Scientific classification
- Kingdom: Plantae
- Clade: Tracheophytes
- Clade: Angiosperms
- Clade: Eudicots
- Clade: Asterids
- Order: Gentianales
- Family: Rubiaceae
- Genus: Coprosma
- Species: C. cheesemanii
- Binomial name: Coprosma cheesemanii W.R.B.Oliv., 1934

= Coprosma cheesemanii =

- Genus: Coprosma
- Species: cheesemanii
- Authority: W.R.B.Oliv., 1934
- Conservation status: NT

Species of flowering plant

Coprosma cheesemanii is a species of Coprosma from New Zealand.
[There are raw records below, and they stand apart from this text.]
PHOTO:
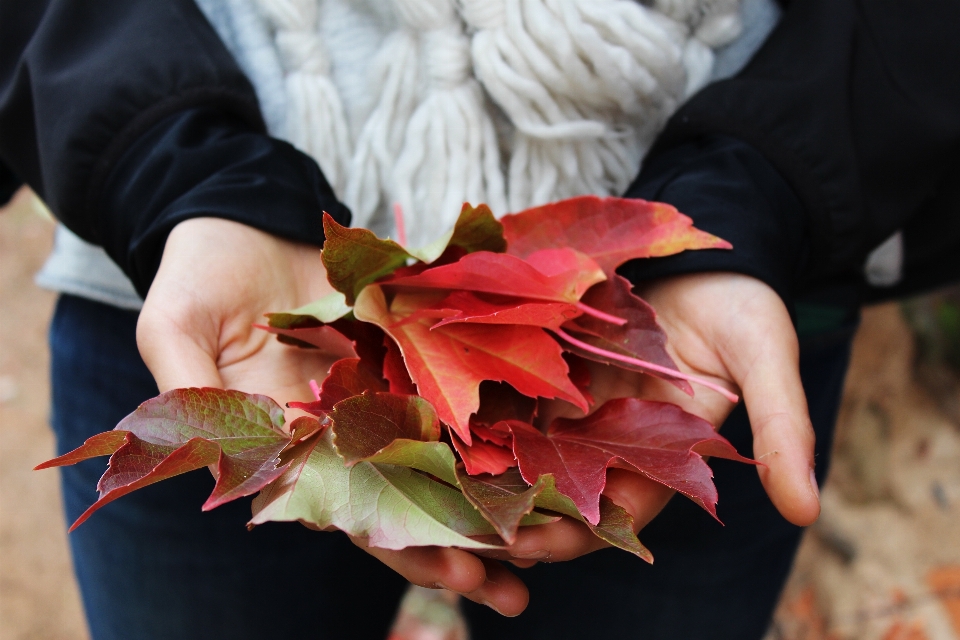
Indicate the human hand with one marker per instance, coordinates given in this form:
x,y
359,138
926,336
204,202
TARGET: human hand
x,y
733,330
215,279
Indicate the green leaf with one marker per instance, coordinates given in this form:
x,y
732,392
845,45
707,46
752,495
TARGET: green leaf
x,y
393,507
476,230
615,526
503,499
356,257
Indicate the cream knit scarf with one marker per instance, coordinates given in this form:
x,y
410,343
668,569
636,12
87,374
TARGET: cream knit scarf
x,y
509,102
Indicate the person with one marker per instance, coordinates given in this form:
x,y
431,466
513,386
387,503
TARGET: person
x,y
138,128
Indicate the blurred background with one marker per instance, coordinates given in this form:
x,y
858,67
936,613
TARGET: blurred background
x,y
883,562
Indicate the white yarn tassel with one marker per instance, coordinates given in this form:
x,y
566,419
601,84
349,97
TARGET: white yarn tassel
x,y
450,152
315,122
395,76
587,83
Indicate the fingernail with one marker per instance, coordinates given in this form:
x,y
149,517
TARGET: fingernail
x,y
490,604
538,554
814,486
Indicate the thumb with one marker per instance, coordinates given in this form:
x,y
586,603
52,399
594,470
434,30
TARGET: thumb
x,y
783,436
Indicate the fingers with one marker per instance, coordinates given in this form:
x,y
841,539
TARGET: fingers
x,y
783,437
481,580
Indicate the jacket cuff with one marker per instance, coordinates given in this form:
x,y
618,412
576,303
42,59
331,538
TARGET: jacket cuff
x,y
730,190
202,162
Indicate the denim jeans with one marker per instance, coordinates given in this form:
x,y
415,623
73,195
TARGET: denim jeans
x,y
153,566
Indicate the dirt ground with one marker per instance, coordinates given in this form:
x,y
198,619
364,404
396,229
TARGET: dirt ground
x,y
882,563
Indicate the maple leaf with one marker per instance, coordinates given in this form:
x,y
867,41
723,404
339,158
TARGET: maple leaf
x,y
187,429
392,506
659,440
609,230
484,455
476,229
503,499
568,274
448,363
640,338
481,308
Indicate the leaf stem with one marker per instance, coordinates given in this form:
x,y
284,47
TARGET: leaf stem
x,y
399,224
732,397
596,313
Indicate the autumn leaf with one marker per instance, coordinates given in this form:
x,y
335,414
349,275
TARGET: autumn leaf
x,y
356,257
609,230
481,308
348,377
392,506
640,338
187,429
615,526
476,229
483,456
365,424
569,275
503,499
659,440
448,363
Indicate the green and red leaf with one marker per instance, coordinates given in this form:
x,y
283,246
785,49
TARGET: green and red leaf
x,y
609,230
448,363
659,440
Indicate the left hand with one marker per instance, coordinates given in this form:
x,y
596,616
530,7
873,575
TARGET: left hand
x,y
731,329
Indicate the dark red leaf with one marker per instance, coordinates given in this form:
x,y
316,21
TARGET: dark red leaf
x,y
102,444
356,257
484,456
449,363
363,425
347,377
641,337
395,371
609,230
659,440
503,499
572,274
493,309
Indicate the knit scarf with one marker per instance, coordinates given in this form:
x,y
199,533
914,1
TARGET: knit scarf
x,y
509,102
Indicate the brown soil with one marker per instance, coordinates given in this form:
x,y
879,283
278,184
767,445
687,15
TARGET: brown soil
x,y
883,562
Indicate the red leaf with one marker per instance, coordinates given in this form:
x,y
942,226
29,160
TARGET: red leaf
x,y
186,429
493,309
323,337
571,274
659,440
641,337
102,444
483,456
363,425
449,363
138,464
499,401
348,377
609,230
395,371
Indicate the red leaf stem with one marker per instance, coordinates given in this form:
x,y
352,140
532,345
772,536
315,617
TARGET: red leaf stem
x,y
732,397
600,315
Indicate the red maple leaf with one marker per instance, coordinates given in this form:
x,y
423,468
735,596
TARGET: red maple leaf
x,y
659,440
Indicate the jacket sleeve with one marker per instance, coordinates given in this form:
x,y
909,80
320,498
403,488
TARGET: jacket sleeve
x,y
129,116
855,108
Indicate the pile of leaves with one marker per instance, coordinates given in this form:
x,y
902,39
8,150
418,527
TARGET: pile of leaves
x,y
425,430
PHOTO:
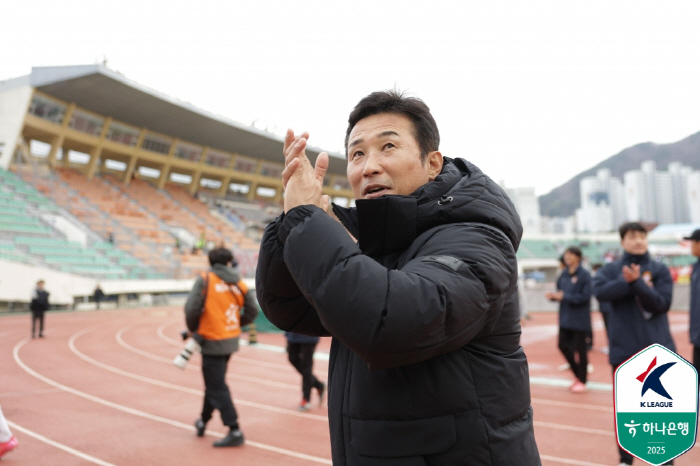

It is a low shrub with green flowers and small leaves.

==Description==
The description the New Zealand Plant Conservation Network provides is:
Low growing, very small leaved shrub with branches bearing perpendicular short leafy branches giving a flattened appearance inhabiting upland areas. Twigs fuzzy. Leaves glossy, narrow, 8-11mm long, tip pointed, in clusters of pairs, with a line of small hairs between the leaf bases. Fruit orange or reddish.

==Range==
North and South Islands, from Mt. Hikurangi south.

==Habitat==
Montane to subalpine, but not limited entirely to hillsides, as it can also be found in wet flat areas like bogs or swamps.

==Etymology==
This plant was named after Thomas Cheeseman.